Éstas son algunas de las emociones que nos asaltan mientras nos sometemos al escrutinio de los demás. Para algunos, se trata de una pesadilla recurrente. En su forma más extrema, se denomina glosofobia, una de las fobias con mayor índice de recurrencia, por encima del miedo a las arañas, a volar e incluso a la muerte. Según un estudio de la universidad de California, hasta el 75% de los individuos padece de miedo a hablar en público. Es decir, que tres de cada cuatro personas sufre algún tipo de ansiedad cuando se enfrenta a una situación de estas características. Inoportuna y traicionera, nos delata acelerando los latidos de nuestro corazón y haciendo temblar nuestra voz. En su nombre nos convertimos en esclavos de la inseguridad, lo que nos lleva a buscar –ya sea consciente o inconscientemente– el respeto, la aceptación y la valoración de los demás.
¿Cuántas veces nos comportamos como ‘se supone’ que tenemos que hacerlo simplemente para no enfrentarnos al juicio de quienes nos rodean? ¿Cuántas veces nos callamos para evitar compartir una opinión contraria a la de la mayoría? Posiblemente, más de las que nos gustaría. Es uno de los efectos más comunes del ‘miedo al ridículo’, una plaga invisible que a menudo azota nuestras vidas. Una de sus características es que nos impide vivir desde la autenticidad y mostrarnos tal como somos. Especialmente cuando nos encontramos en situaciones de potencial humillación. De ahí la importancia de comprender cómo se desencadena, para qué sirve y, sobretodo, de qué manera podemos regular esta emoción.

La trampa de la ansiedad
“Orador es aquel que dice lo que piensa y siente lo que dice”, William J. Bryan
Hablar en público no sólo es un arte, sino también una necesidad. Resulta imperativo en muchas de las áreas de nuestra vida. Para realizar preguntas a un profesor, para expresar una opinión en un debate o en un coloquio, para exponer dudas o mostrar nuestro desacuerdo… Y aún más en el ámbito profesional, en los que las presentaciones, las ponencias y las conferencias están a la orden del día. Al fin y al cabo, es el único modo de expresar y compartir nuestras ideas. De ahí que resulte vital atrevernos a enfrentarnos a nuestras limitaciones y salir de nuestra zona de comodidad. Sólo así podremos trascender nuestros miedos y superar nuestras inseguridades.
Cierto grado de ansiedad es normal a la hora de hablar en público, e incluso puede ayudarnos a estar preparados para afrontar el reto. Pero para muchas personas esta emoción es tan intensa que pueden incluso llegar a bloquearles por completo. Además, cabe la posibilidad de traspasarla a otros ámbitos de nuestra vida, optando por evitar o escapar de situaciones que potencialmente puedan provocarnos ansiedad. Si aspiramos a convertirnos en maestros de hablar en público –o por lo menos enfrentarnos a nuestros miedos y la temida parálisis- podemos empezar por ejercitar el músculo de la voluntad. No nacemos siendo excelentes oradores, pero sin duda podemos trabajar para desarrollar esta habilidad. La clave está en dejar de ocultarnos o de tratar de pasar desapercibidos y optar por mostrarnos.

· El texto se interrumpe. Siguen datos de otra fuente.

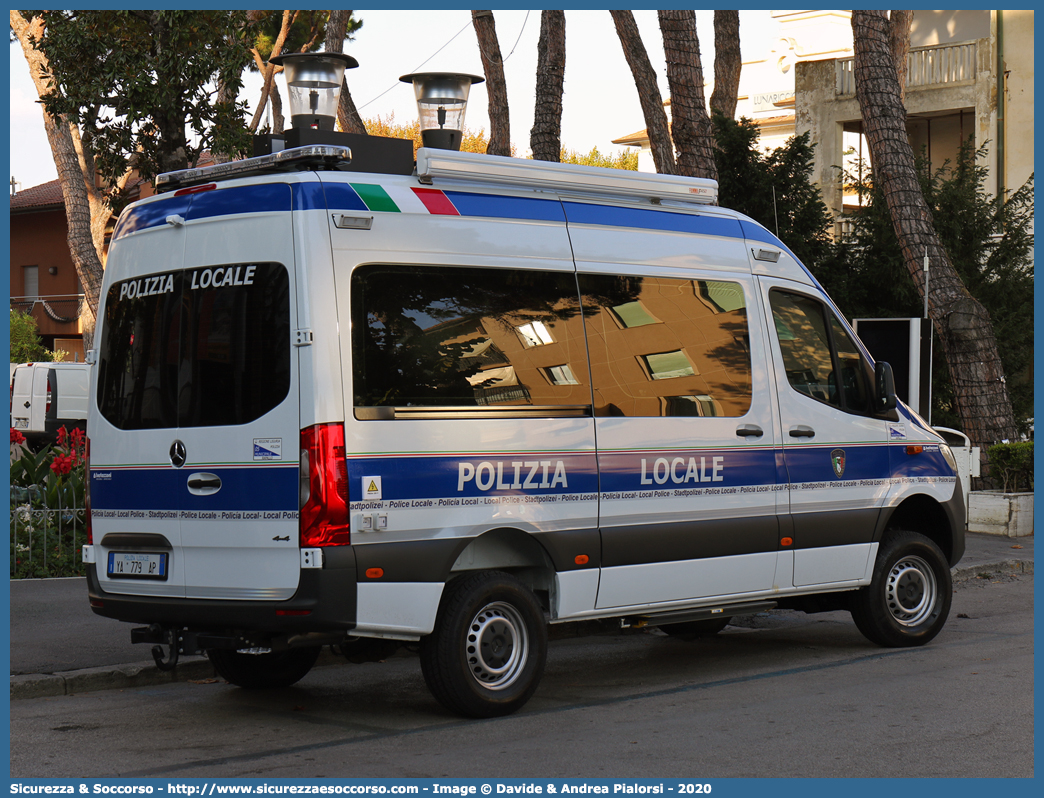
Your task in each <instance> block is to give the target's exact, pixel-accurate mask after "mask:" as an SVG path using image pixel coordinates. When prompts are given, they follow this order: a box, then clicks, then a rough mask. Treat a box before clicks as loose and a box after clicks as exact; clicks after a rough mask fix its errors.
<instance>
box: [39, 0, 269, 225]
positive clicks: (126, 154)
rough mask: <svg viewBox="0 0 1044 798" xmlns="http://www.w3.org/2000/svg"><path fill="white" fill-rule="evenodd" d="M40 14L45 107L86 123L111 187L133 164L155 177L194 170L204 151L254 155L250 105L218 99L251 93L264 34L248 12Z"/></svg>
mask: <svg viewBox="0 0 1044 798" xmlns="http://www.w3.org/2000/svg"><path fill="white" fill-rule="evenodd" d="M41 14H42V15H43V17H44V19H45V28H44V33H43V36H42V37H41V38H40V39H39V41H38V46H39V48H40V49H41V50H42V51H43V52H44V53H45V54H46V55H47V57H48V60H49V63H50V67H51V78H52V81H53V90H52V91H51V92H50V93H49V94H48V95H46V96H45V97H44V98H43V100H44V103H45V105H46V108H47V110H48V111H49V112H50V113H52V114H66V115H68V116H69V118H70V119H72V120H74V121H75V122H77V123H78V125H79V130H80V136H81V137H82V139H84V141H85V144H86V145H87V146H88V147H89V148H90V149H91V150H92V151H93V152H94V155H95V162H96V166H97V171H98V174H99V175H100V177H101V178H102V180H104V181H106V182H109V183H111V184H116V182H117V181H118V180H119V179H120V178H121V177H122V175H123V174H124V173H125V172H126V171H127V168H128V166H131V165H132V161H133V165H134V166H135V167H136V168H137V170H138V172H139V173H140V174H141V177H142V178H145V179H148V178H151V177H152V175H155V174H157V173H159V172H163V171H170V170H174V169H184V168H187V167H189V166H191V165H194V164H195V163H196V161H197V160H198V157H199V155H200V154H201V152H203V151H204V150H205V149H209V148H214V149H217V150H219V151H222V152H229V154H239V152H245V151H246V150H247V149H248V146H250V135H248V133H247V131H246V126H245V125H244V123H243V113H244V104H245V103H242V102H239V101H237V100H235V99H224V100H222V99H218V98H217V94H218V87H219V86H222V87H227V89H228V93H229V96H231V97H235V96H236V94H238V92H239V89H240V88H241V86H242V72H243V68H244V67H245V66H246V65H247V64H248V63H250V60H251V52H250V46H251V45H252V44H253V42H254V40H255V38H256V34H257V31H256V24H255V23H252V22H250V21H248V20H247V18H246V13H245V11H226V10H142V11H135V10H104V11H100V10H73V11H42V13H41ZM187 128H188V130H190V131H191V133H192V138H191V139H190V138H189V136H188V135H187ZM117 210H118V209H117Z"/></svg>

A muchas personas les cuesta ponerse delante de una audiencia y transmitir de forma convincente y auténtica sus ideas. De hecho, muchas presentaciones pasan desapercibidas o directamente resultan pesadas o tediosas a causa de los nervios y la predisposición del ponente. De ahí la importancia de investigar y aplicar algunas herramientas que nos pueden resultar de utilidad en una situación de estas características. Resulta importante preparar concienzudamente nuestra intervención. El primer paso es definir cuál es el propósito de nuestra ponencia -¿pretendemos convencer, enseñar o motivar?- y cuál es el mensaje principal que queremos transmitir. También es fundamental conocer la materia que vamos a exponer, preparar la información y organizarla bien. Podemos elaborar la presentación entorno a tres o cuatro ideas principales, elaborando el resto a partir de estas.
Ensayar previamente también ayuda a ganar en confianza. Es importante practicar en voz alta, a poder ser delante de nuestra pareja, amigos o familia, como si nos encontrásemos ante el público. Los primeros segundos son clave para causar una buena impresión, y a veces la honestidad es la mejor baza. Si nos quedamos bloqueados en medio de la charla, lo mejor es confiar en los apoyos audiovisuales y las notas que nos acompañan. Tan sólo hace falta centrar nuestra atención en ellas, tal vez beber un poco de agua, y retomar la disertación.
Otro punto fundamental es creer en lo que estamos diciendo. Cuando compartimos un mensaje en el que creemos de verdad, nuestra convicción trasciende cualquier posible miedo. También conviene señalar que en el momento de hablar en público cada uno de nosotros pensamos y nos decimos una serie de cosas que pueden contribuir a mejorar o a empeorar nuestra actuación. No es lo mismo pensar “me voy a equivocar” que “puedo hacerlo”. De ahí la importancia de prestar atención a nuestro diálogo interno, y recordar que a veces nosotros somos nuestra mayor limitación. Pero lo más importante de todo es no tomarnos demasiado en serio, pues esa es la fuente de la mayor parte de nuestros temores. Si nos centramos en el mensaje más que en el mensajero –es decir, nosotros- nos convertimos en vehículos al servicio de un propósito que nos trasciende.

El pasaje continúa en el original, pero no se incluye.